The driver has been written about ad nauseam, and in much better fashion than I would be able to articulate.
To summarise, the Brazilian corn crop has had a shocking season, while demand (especially out of China) has been amazingly strong, so the global feed complex is historically tight and hence prices have been rallying.
These production issues and subsequent rallies are a fantastic opportunity for Australian growers.
Over the past three years, high prices have been a result of the Australian drought, where yield deficiencies have been the driver of massive prices.
The current offshore rally is driven by the plight of growers in predominantly Brazil, Canada, and parts of the US.
The opportunity for Australian growers is in the ability to take some price risk off the table for new season wheat and canola at very attractive levels.
The December-21 Chicago Board of Trade (CBoT) Wheat Swap briefly traded at $358 per tonne, while the MATIF November-21 Rapeseed Swap traded over $840/t a couple of weeks back.
Now for those who haven't had the start to the cropping season we'd hope for, waiting for a break in the weather is absolutely fair.
However, for those who have and are normally active in grain marketing around this time, these opportunities need to be capitalised on.
When markets are tearing higher, its often the case we get reluctant and expect the rally to continue and therefore do nothing.
On top of this, if we expect prices to keep rising, we think of the decision to buy or sell as binary (i.e. if I think prices will go higher, I wont sell anything).
This is where we run into trouble, as what goes up must come down, as we have seen in global wheat markets in the past week or so.

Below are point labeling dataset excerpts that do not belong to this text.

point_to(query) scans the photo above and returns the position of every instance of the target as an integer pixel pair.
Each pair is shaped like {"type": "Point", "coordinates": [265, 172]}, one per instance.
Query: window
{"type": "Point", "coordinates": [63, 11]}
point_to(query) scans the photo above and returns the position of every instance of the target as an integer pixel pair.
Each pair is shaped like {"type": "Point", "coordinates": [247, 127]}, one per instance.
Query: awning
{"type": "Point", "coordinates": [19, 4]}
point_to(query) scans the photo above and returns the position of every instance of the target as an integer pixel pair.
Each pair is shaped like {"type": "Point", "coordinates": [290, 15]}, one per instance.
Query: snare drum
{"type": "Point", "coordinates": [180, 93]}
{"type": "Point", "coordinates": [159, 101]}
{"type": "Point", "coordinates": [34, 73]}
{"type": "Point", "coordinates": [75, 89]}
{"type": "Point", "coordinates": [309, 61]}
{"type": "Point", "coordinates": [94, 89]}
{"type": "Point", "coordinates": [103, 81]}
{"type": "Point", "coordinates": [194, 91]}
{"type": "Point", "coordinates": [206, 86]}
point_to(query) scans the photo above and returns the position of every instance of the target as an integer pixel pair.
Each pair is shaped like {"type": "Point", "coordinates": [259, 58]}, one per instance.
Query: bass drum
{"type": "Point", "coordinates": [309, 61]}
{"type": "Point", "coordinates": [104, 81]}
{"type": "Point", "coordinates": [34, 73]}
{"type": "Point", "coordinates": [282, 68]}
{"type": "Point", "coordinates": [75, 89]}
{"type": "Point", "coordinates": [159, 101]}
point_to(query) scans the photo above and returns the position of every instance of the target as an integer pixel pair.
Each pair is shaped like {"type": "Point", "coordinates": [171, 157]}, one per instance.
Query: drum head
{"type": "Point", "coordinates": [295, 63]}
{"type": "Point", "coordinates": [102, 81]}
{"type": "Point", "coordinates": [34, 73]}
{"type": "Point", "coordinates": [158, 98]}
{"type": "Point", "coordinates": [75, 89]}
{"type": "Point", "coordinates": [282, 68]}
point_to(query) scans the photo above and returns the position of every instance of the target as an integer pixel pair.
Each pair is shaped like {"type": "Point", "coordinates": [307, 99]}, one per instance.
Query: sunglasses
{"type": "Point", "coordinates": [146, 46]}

Not selling into the rally or when the Swap was $350/t was to say, I am happy to have 100 per cent of my crop estimate exposed to higher prices from here.
This is a risky proposition.
The question was not should I take this opportunity to sell at these prices or not, it was how much of my production should I protect at these levels?
If we sold 10pc to 20pc at these prices, and the rally marched on, would we be unhappy with 80pc to 90pc of our future production exposed to this outcome, unlikely.
In reality, the CBoT Dec-21 Wheat Swap has fallen about $40/t recently.
This has happened in a blink of an eye, catching all those holding off selling by surprise.
The market very well might turn back higher from here, it has plenty of reasons to do so.
For those who were disciplined in their price risk management, they can rest easy knowing they have some protection on if prices continue to move south.